As my first experience with D&D, perhaps it’s easier for me to look at the edition positively. I didn’t have bias stemming from previous editions. I gotta admit there are parts of 4e that looking back I realize I don’t like, now that I have 5e to compare them to. I don’t like the gritty tactical combat on a map that takes forever to run. Is there anything wrong with it? No. Did I enjoy it at the time? Yes. Do I want to do it again? No.
I didn’t start off as our DM - a guy from work started off that way, to teach a bunch of us who had never played before how to play. But that guy was ultimately a stubborn stick in the mud who was not fun to play with. We eventually stopped playing with him, and I took over as DM. Like a poster above said, 4e was pretty easy to DM. I took several published adventures and tweaked them to my liking. I probably gave out way more treasure than I should’ve, but I and my players both enjoyed that, and I mostly did it because it let me indulge my minmaxing charop fantasies for multiple characters at a time instead of just my character.

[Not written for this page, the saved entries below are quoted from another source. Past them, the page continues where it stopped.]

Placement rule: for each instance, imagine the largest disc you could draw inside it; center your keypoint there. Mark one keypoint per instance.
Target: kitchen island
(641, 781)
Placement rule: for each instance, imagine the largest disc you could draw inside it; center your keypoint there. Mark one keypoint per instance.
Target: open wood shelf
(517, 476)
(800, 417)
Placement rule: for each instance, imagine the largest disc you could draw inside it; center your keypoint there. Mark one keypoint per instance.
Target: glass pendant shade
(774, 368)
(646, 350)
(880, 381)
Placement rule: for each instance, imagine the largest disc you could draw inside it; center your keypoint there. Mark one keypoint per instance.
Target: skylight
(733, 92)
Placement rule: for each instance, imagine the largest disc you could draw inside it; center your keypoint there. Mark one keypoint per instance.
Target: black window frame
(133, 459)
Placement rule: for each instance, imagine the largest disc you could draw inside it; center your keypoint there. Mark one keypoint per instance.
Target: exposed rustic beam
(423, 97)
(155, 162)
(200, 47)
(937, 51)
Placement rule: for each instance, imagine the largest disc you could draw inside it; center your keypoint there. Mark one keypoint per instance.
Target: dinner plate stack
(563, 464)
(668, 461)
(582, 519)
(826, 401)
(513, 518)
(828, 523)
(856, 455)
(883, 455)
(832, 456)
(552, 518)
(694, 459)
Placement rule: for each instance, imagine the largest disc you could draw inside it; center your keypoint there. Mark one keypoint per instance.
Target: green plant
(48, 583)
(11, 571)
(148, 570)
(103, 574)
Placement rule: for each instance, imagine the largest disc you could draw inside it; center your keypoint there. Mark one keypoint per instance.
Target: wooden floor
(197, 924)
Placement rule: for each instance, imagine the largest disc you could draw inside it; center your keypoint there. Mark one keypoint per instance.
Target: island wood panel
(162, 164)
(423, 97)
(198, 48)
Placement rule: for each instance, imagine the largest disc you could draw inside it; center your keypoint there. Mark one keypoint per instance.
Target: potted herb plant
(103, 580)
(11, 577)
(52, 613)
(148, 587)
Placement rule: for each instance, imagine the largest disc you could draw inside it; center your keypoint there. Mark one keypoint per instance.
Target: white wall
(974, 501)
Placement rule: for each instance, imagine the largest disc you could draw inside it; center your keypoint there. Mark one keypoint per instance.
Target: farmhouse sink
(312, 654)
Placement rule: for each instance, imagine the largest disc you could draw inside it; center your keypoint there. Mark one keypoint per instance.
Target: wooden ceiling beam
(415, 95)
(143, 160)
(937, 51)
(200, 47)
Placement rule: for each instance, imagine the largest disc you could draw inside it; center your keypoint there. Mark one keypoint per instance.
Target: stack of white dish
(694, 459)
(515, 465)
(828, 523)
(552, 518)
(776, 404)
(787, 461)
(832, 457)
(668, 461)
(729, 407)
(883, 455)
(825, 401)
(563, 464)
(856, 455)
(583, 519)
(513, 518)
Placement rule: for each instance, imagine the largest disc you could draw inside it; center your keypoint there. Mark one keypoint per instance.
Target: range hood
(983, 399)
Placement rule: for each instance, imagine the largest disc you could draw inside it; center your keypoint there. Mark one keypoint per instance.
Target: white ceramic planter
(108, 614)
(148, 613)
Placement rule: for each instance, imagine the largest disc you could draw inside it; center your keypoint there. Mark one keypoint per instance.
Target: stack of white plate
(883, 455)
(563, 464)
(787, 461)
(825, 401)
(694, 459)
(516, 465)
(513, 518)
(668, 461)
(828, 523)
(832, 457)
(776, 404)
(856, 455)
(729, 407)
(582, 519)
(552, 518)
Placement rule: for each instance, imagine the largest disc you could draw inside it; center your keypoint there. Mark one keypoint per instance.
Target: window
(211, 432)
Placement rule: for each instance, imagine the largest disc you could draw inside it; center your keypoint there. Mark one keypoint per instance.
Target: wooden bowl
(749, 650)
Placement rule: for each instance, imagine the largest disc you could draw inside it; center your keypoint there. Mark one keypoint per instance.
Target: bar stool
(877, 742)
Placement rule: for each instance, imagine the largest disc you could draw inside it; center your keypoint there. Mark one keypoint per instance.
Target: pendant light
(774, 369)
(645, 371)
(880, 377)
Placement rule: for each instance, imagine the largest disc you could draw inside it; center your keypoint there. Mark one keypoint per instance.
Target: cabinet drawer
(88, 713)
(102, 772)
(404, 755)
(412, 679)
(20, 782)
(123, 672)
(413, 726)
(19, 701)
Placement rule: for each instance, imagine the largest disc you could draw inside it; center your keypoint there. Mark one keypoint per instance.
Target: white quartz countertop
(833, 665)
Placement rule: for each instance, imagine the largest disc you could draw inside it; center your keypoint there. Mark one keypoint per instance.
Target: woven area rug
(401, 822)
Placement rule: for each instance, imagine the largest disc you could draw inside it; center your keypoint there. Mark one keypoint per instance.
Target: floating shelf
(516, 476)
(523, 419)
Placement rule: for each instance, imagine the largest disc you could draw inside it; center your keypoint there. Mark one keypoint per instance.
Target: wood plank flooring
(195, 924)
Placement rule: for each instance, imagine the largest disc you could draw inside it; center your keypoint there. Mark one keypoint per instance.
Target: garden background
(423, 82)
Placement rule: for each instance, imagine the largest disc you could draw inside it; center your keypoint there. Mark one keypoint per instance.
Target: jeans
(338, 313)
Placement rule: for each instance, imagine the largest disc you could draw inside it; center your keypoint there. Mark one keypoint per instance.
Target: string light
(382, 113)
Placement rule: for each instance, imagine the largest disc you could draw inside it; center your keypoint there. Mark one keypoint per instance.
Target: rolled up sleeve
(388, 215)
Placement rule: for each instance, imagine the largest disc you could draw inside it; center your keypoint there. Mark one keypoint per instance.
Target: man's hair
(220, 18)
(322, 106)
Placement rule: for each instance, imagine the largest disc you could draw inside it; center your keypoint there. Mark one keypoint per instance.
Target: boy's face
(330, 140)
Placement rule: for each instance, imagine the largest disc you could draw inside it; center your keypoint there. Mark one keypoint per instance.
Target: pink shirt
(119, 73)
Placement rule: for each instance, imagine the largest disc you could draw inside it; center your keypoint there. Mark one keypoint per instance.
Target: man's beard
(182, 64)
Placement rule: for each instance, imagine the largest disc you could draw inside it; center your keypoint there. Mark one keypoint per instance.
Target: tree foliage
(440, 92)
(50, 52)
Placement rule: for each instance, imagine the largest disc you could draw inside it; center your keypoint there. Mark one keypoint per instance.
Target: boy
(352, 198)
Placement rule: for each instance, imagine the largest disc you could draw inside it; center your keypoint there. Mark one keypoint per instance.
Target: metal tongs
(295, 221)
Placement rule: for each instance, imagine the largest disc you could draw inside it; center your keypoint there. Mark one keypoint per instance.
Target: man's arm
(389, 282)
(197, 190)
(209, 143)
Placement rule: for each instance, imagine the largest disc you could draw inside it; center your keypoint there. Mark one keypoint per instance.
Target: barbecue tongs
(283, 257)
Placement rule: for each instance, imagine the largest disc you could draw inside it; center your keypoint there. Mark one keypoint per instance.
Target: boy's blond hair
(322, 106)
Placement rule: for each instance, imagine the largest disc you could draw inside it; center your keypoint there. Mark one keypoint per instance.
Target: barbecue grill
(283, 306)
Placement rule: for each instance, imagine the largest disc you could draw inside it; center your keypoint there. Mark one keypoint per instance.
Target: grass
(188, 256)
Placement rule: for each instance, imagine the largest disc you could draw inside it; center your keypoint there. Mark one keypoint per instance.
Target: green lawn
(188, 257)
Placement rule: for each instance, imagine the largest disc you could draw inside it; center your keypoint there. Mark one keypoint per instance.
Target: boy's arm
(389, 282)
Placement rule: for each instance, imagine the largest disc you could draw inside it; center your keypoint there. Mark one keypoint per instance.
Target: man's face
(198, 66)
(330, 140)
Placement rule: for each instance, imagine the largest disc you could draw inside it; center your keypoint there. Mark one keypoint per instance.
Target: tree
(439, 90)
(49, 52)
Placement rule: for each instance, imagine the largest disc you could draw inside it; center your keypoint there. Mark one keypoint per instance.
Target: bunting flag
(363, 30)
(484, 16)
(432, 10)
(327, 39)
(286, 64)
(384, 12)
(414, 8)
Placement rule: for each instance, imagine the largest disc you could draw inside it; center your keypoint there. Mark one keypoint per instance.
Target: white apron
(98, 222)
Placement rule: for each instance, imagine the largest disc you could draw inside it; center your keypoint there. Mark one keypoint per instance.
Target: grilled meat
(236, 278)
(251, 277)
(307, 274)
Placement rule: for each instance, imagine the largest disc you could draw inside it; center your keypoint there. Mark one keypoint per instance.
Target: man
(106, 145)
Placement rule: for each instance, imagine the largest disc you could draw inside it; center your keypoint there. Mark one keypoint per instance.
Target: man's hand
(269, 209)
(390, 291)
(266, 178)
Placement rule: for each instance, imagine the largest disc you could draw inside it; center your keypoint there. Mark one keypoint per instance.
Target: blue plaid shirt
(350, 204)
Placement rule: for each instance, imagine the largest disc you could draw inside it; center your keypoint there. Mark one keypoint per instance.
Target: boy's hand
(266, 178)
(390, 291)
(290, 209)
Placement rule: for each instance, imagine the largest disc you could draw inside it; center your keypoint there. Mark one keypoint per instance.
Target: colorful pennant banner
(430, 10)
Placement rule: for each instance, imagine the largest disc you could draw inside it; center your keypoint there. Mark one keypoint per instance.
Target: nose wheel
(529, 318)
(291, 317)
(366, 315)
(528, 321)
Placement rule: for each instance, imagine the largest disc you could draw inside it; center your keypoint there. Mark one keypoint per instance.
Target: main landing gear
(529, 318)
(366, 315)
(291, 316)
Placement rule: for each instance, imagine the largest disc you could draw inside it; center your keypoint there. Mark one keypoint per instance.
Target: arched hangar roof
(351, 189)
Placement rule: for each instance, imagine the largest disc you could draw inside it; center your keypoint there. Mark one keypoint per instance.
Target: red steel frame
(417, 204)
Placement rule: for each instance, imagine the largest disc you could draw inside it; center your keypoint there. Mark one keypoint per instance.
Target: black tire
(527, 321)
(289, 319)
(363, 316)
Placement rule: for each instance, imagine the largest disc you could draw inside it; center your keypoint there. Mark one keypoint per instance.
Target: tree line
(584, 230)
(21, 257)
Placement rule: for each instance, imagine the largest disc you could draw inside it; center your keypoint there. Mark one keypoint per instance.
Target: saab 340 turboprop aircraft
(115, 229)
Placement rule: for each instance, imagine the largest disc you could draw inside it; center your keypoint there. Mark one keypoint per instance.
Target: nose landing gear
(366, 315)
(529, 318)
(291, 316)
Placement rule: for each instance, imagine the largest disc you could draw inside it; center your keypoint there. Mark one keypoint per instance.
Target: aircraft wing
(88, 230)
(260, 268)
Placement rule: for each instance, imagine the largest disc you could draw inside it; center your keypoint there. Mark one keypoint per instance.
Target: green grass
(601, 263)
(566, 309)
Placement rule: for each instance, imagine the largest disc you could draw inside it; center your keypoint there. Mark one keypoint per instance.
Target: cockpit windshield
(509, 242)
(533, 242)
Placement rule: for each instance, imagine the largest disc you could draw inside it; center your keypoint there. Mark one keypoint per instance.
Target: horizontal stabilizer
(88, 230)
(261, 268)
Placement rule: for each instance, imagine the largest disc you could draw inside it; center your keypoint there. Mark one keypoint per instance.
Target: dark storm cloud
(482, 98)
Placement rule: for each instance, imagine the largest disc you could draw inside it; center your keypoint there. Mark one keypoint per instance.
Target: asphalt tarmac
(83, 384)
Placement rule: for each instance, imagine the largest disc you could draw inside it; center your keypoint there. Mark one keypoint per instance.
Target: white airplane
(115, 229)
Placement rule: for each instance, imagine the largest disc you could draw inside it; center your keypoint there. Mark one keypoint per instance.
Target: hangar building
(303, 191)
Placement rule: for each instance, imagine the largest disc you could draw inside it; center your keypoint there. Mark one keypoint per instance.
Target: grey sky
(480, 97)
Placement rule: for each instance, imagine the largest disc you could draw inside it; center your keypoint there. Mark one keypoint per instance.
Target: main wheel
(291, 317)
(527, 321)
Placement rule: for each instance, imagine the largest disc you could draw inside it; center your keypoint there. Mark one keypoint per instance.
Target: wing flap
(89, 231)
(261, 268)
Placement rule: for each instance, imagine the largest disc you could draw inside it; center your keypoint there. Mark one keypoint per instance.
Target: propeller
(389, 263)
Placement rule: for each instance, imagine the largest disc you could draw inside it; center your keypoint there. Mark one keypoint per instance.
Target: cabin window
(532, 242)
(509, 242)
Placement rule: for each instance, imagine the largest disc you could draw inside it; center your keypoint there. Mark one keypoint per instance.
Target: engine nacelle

the magical equivalent to the number zero
I've played one session, admittedly, and I didn't like it. I cannot truthfully recall the reasons, although looking back I could state what, at least theoretically, I don't like. Possibly my fondness of 3.5 made me compare the editions, which is not fair because they are so different. But I don't feel like I'm missing out on not having played 4e since.

Although obviously those who cast their votes in a poll such as this are a self-selecting group, I'm still interested how many of those who say they didn't like 4e have actually played it.

4e was very, very DM friendly compared to 3e. For the first time ever, I, the usual DM, got to be a player for long stretches of time.

This is actually what kept me from running 5E for a very long time. In 4E, I enjoyed DMing. No edition of D&D has provided such good, reliable tools, guidelines and information for the DM. Possibly no RPG ever has, actually. 5E, which I like a lot, certainly does not. The encounter-building and monster-design particularly are far less brilliant than they were in 4E (though still streets ahead of 3.XE). The only other player who liked DMing was away for most of 4E, so I had a great time being the DM all the time.

With 5E, I've had an okay time DMing, but it's not been as fun/engaging as 4E (where it was literally fun to prepare adventures). Fortunately, with me less keen to DM, one of the other players stepped up, and then the other long-time DM (my brother) came back, and also one of my friends wanted to run a separate campaign for some of us. So now I continue the old campaign occasionally, but am having huge fun playing in other campaigns. These things work out I guess.

Although obviously those who cast their votes in a poll such as this are a self-selecting group, I'm still interested how many of those who say they didn't like 4e have actually played it.

Yeah that's always a question. There is a "I haven't played it and don't want to" option for people to be honest with (and people have picked it). I do know a player who didn't really like it, actually in my group - he had a great time in 4E, but he does in every RPG. After we stopped playing, he admitted that actually didn't like the tactical combat in 4E. I think part of this was that he joined really late (he only played around ten sessions before we went to Dungeon World) and picked a really weird class (Shaman, which in 4E was basically a magical Warlord - i.e. mostly enabling other players).

Conversely, two of my players have never liked any RPG anywhere near as much as they liked 4E - and not the two you might expect - not the system masters, not the tactical experts, but the players who were previous a bit disengaged from that stuff, the players who liked cool ideas. The player who always played Thieves/Rogues, back to like 1992 finally stopped saying "Can't we just play 4E?" or the like about two months ago when he started playing a Warlock in 5E. 4E though was the first time he played a Rogue where he really felt powerful and effective (and still is the only time - in 5E he's solid, but his abilities aren't as engaging for him as they were in 4E), and he really loved that.